SACRAMENTO, Calif. | California’s top lawmakers Sunday focused on cost-saving reforms to social welfare programs and the extent of cuts to an array of state services as they dove into the complex task of closing the state’s $26 billion deficit.
Lawmakers on both sides warned that severe cuts to many state programs were unavoidable. But they also seemed more optimistic than they have been in weeks that they could find a way out of California’s fiscal morass.
“We’re all going to get through this, and California is going to come through it just fine,” Senate leader Darrell Steinberg, Sacramento Democrat, said before entering a closed-door meeting with Gov. Arnold Schwarzenegger and the three other legislative leaders.
That Republicans, Democrats and Mr. Schwarzenegger were back on speaking terms and making apparent headway was a welcome sign after two weeks of acrimony and partisan infighting that temporarily derailed budget negotiations. During a low point last week, the office of the Assembly speaker, a Democrat, accused the governor’s office of disrespecting female lawmakers.
Over the weekend, lawmakers focused on reform proposals advanced by Mr. Schwarzenegger, who wants to weed out waste and abuse in welfare, in-home support and health care programs. His office says such reforms could save taxpayers an estimated $1.7 billion this fiscal year, money that could be used to make up for cuts in other programs.
The governor also has sought pension changes for new state government employees.
Funding for K-12 schools is a main sticking point. Senate Minority Leader Dennis Hollingsworth, Temecula Republican, said closing the deficit would have to involve school spending because it accounts for at least half of California’s annual budget.
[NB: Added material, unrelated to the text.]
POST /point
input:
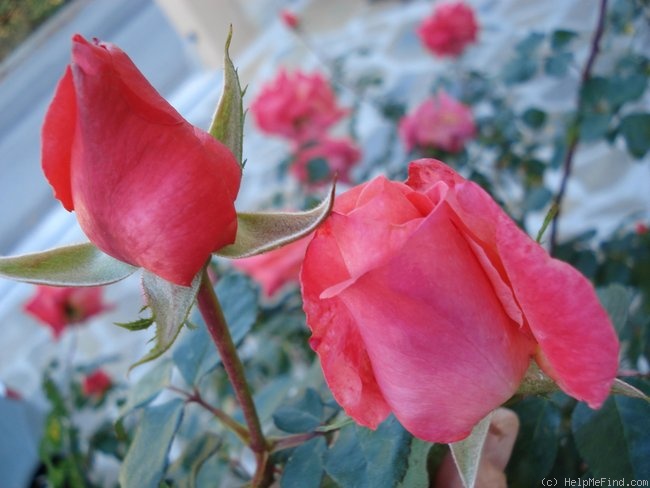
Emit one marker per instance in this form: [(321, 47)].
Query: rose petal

The lawmakers were debating whether to suspend Proposition 98, a constitutional amendment passed by voters in 1988 that guarantees a minimum level of funding for schools each year. The funding also is supposed to rise each year based on the previous budget.
Earlier this year, lawmakers cut education spending by $8.6 billion over two years. Many districts are planning to lay off teachers and increase class sizes.
The efforts to close California’s budget shortfall for the fiscal year that began July 1 are going on against the backdrop of a deep recession that has led to an unprecedented drop in tax revenue.
Personal income tax, a cornerstone of how the California government funds its operations, dropped 34 percent during the first five months of the year. The latest reports from the state controller’s office show that the slide has continued into the summer, widening the gap between California’s spending obligations and its tax income.
The $26 billion deficit represents more than one-quarter of California’s general fund spending. For perspective, eliminating all spending on state prisons and higher education wouldn’t come close to eliminating that shortfall.